Never a one-size-fits-all cocktail, a successful dirty martini hinges on the drinker’s preferences, from base spirit to brine to garnish.
Choose Your Base
An inherently strong drink, the martini’s dirty variation can be made like its cleaner sibling: with all vodka, all gin or by splitting the two spirits down the middle and opting for a half-gin, half-vodka dirty martini. If you’re looking for something marginally less boozy, try a 50/50 martini made with gin and vermouth.
Ms. Marshall often reaches for blanc vermouth to create a slightly richer drink. Opt for dry vermouth to stick closest to the traditional. Or skip the vermouth entirely and let the brine do all the dirty work.
Choose Your Brine
Attention to quality is one reason the dirty martini has cleaned up its reputation. While many bartenders now make their own brines, store-bought options include high-quality olive brines (packed with olives themselves) and stand-alone alternatives from companies such as Filthy or Dirty Sue. Try several to figure out what you like.
Or look beyond olive brine entirely. Ms. Marshall likes to swap in the brine from cornichons. “It already has the same build, what you’re looking for and what your palate wants,” she said. Brines from pickled jalapeños, pickled tomatoes and preserved lemons also work. To take the argument perhaps too far, if dirtying a drink means adding brines and their pickled garnish counterparts, an argument can be made that the Bloody Mary is one dirty drink indeed.
As for ratios, Ms. Marshall says that a quarter ounce per drink is the ideal place to start, pouring up toward a half ounce as desired. More than that risks moving the drink into salt lick territory.
Choose Your Garnish
Green Castelvetrano olives are a bartender’s darling. “They’re delicious and nutty and buttery,” Ms. Marshall said. “And, of course, the juice from those. One naturally leads to the other. Yum.” But if you can’t find Castelvetrano, add another green olive like Picholine or Manzanilla. How many you add is your preference, but Ms. Marshall is quick to name three as the magic number: “Two is not enough,” she said, and “four is too many.”

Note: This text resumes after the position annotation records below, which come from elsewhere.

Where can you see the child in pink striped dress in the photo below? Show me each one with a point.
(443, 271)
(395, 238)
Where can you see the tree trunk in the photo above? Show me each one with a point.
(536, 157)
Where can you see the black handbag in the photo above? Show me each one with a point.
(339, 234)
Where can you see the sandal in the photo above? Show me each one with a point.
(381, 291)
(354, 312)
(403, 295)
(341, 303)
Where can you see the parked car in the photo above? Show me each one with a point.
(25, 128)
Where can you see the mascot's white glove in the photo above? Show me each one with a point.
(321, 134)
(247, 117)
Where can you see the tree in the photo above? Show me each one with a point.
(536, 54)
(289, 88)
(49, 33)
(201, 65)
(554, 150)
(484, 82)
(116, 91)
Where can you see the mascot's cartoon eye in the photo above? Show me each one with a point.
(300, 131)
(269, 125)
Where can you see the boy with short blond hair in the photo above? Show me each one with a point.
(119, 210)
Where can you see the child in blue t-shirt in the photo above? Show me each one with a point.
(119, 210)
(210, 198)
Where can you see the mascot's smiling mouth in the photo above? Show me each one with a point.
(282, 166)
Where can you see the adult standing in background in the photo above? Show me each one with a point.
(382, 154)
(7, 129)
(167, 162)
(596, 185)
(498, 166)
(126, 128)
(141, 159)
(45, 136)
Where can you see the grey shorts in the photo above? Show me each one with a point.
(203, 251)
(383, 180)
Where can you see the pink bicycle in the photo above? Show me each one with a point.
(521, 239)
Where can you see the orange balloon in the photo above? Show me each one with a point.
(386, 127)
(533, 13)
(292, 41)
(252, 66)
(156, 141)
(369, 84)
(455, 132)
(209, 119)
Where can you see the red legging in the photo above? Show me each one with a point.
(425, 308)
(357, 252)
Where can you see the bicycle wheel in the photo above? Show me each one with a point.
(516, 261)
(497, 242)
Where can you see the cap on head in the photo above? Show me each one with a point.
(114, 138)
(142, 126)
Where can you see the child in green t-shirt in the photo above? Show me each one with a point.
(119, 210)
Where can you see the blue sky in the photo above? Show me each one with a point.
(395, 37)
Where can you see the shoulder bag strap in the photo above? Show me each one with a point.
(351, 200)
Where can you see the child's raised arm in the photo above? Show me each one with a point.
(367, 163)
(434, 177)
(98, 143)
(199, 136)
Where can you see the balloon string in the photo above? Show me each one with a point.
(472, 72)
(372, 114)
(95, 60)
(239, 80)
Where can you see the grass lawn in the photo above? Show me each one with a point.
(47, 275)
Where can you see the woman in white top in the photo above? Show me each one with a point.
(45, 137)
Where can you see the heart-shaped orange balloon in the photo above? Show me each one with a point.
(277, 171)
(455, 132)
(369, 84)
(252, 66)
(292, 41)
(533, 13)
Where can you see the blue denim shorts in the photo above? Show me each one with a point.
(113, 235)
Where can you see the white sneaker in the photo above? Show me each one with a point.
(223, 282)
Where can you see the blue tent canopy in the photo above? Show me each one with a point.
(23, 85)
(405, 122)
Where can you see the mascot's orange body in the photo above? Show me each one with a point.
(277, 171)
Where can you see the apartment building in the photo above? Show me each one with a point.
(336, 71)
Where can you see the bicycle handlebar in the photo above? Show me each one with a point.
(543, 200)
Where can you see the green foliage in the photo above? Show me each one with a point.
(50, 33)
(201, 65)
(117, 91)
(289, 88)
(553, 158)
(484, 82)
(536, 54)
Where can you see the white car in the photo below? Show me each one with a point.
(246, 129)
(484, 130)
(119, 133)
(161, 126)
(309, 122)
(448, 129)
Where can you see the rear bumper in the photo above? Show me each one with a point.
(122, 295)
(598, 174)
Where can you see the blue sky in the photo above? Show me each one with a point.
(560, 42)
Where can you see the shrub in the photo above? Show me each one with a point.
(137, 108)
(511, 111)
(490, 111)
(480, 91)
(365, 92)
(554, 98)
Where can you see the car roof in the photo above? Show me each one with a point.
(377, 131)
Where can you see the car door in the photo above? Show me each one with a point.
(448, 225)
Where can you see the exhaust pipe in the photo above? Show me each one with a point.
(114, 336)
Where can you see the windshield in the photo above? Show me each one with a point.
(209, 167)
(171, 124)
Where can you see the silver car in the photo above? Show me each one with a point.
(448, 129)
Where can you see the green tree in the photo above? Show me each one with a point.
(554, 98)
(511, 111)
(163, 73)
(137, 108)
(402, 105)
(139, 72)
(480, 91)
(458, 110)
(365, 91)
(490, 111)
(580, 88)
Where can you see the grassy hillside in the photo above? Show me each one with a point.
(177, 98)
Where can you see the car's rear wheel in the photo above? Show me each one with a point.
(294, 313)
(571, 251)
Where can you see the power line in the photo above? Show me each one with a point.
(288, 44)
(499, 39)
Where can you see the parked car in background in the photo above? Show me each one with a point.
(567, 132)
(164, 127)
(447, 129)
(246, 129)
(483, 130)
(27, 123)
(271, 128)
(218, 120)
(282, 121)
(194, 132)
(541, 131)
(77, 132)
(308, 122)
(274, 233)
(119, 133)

How to Make Any Drink ‘Dirty’
Dirtying doesn’t just apply to boozy drinks. A shot of cold-brew concentrate can take your favorite horchata to new heights, while still keeping it nonalcoholic. Another unapologetically dirty drink is this nonalcoholic dirty lemon tonic: a savory, bright blend of preserved and fresh lemon with dry tonic water. Should you prefer your drink lightly spirited, the basil vermouth cooler, made with sherry, basil-infused dry vermouth and olive brine, is a nice low-alcohol choice.
All told, there are plenty of savory, umami, highly drinkable routes to dirtying a drink —martini or otherwise. Find the drink and balance that works for you and get your bar (at least a little) dirty.